ECLI:NL:RBDHA:2018:3383
Rechtbank Den Haag
- Eerste aanleg - enkelvoudig
- Rechtspraak.nl
Afwijzing asielaanvraag op grond van ongeloofwaardig asielrelaas en medische omstandigheden
Op 20 maart 2018 heeft de Rechtbank Den Haag uitspraak gedaan in de zaak van een Colombiaanse eiser die een verblijfsvergunning asiel voor bepaalde tijd had aangevraagd. De aanvraag werd afgewezen door de Staatssecretaris van Justitie en Veiligheid, omdat het asielrelaas van de eiser als ongeloofwaardig werd beschouwd.
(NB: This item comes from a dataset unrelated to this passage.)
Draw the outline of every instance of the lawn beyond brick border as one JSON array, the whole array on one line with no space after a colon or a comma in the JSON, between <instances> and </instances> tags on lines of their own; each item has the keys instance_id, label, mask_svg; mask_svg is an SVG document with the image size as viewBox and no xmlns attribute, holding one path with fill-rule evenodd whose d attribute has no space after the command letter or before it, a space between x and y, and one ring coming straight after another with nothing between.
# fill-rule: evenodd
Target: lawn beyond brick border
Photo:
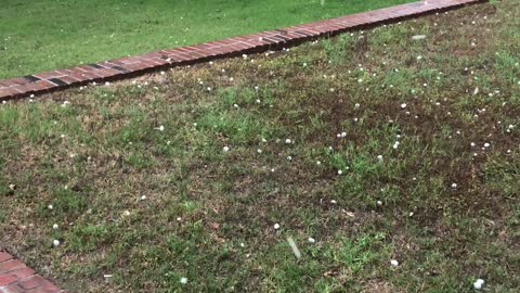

Eiser had aangevoerd dat hij vreest voor een drugsbende, nadat hij had afgezien van een opdracht om 10 kilo cocaïne naar Nederland te smokkelen. De rechtbank oordeelde dat, hoewel de identiteit en nationaliteit van de eiser geloofwaardig waren, de problemen die hij zou ondervinden van de drugsbende niet overtuigend waren aangetoond. De rechtbank merkte op dat de verklaringen van de eiser tegenstrijdig waren en dat hij niet aannemelijk had gemaakt dat hij zich in een levensbedreigende situatie bevond, wat een schending van artikel 3 van het EVRM zou opleveren.
Tijdens de zitting op 2 maart 2018 was de eiser aanwezig, bijgestaan door zijn gemachtigde, en werd er een tolk ingeschakeld. De rechtbank concludeerde dat de Staatssecretaris terecht had geoordeeld dat de asielaanvraag ongegrond was. De rechtbank vond het bevreemdend dat de eiser, die beweerde te vrezen voor de drugsbende, zich toch bereid had verklaard om een grote hoeveelheid cocaïne te smokkelen. Ook de medische omstandigheden van de eiser, die eerder aan kanker was geopereerd, werden niet als voldoende zwaarwegend beschouwd om een uitzondering te maken op de afwijzing van de asielaanvraag. De rechtbank verklaarde het beroep ongegrond en er werd geen proceskostenveroordeling opgelegd.